Allá por septiembre de 2006, Benedicto XVI pronunció un grandioso discurso en Ratisbona que provocó la cólera de los laicistas, mahometanos fanáticos y la censura alevosa y cobarde de la mayoría de mandatarios y medios de comunicación occidentales. Aquel espectáculo de vileza infinita era fácilmente explicable: pues en su discurso, Benedicto XVI, además de condenar las formas de fe patológica que tratan de imponerse con la violencia, condenaba también el laicismo, esa expresión demente de la razón que pretende confinar la fe en lo subjetivo, convirtiendo el ámbito público en un zoco donde la fe puede ser ultrajada y escarnecida hasta el paroxismo, como expresión de la sacrosanta libertad de expresión.
Esa razón demente es la que ha empujado a la civilización occidental a la decadencia y promovido los antivalores más pestilentes, desde el multiculturalismo a la pansexualidad, pasando por supuesto por la aberración sacrílega; esa razón demente es la que vindican muchos ademócratas y no periodistas en sus pasquines y programas televisivos.
Muchos medios que además de informar y publicar sátiras provocadoras y gratuitamente ofensivas contra los católico, los defensores de los valores tradicionales y de la patria apoyan ciertas corrientes políticas cada día más ademocráticas.

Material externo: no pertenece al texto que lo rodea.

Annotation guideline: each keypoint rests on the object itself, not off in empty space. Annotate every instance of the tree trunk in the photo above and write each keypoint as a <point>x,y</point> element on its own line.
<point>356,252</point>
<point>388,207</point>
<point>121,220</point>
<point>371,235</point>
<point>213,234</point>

No les importa en reiteradas ocasiones blasfemar contra Dios y contra los elementales principios de la unidad nacional y de la democracia. Una civilización no es conquistada desde fuera hasta que no se ha destruido a sí misma desde dentro. La victoria es la destrucción de la propia conciencia. La basura sacrílega o gratuitamente ofensiva, la ponzoña social como los antivalores patrióticos que se promueven desde quien debería defenderlos son la mejor expresión de esa deriva autodestructiva.
Debemos recordar que las religiones fundan las civilizaciones, que a su vez mueren cuando apostatan de la religión que las fundó; y también que el laicismo es un delirio de la razón que sólo logrará que el islamismo erija su culto impío sobre los escombros de la civilización cristiana. Ocurrió en el norte de África en el siglo VII; y ocurrirá en Europa en el siglo XXI, a poco que no sigamos defendiendo nuestros valores y nuestro legado. Ninguna persona que conserve una brizna de sentido común, así como un mínimo temor de Dios, puede mostrarse solidaria con tales actitudes y aberraciones que nos van conduciendo al abismo. Puede parecer ilógico para la marea ignorante, pero es irreprochablemente lógico: es la lógica del mal en la que Occidente se ha instalado, mientras espera la llegada de los bárbaros.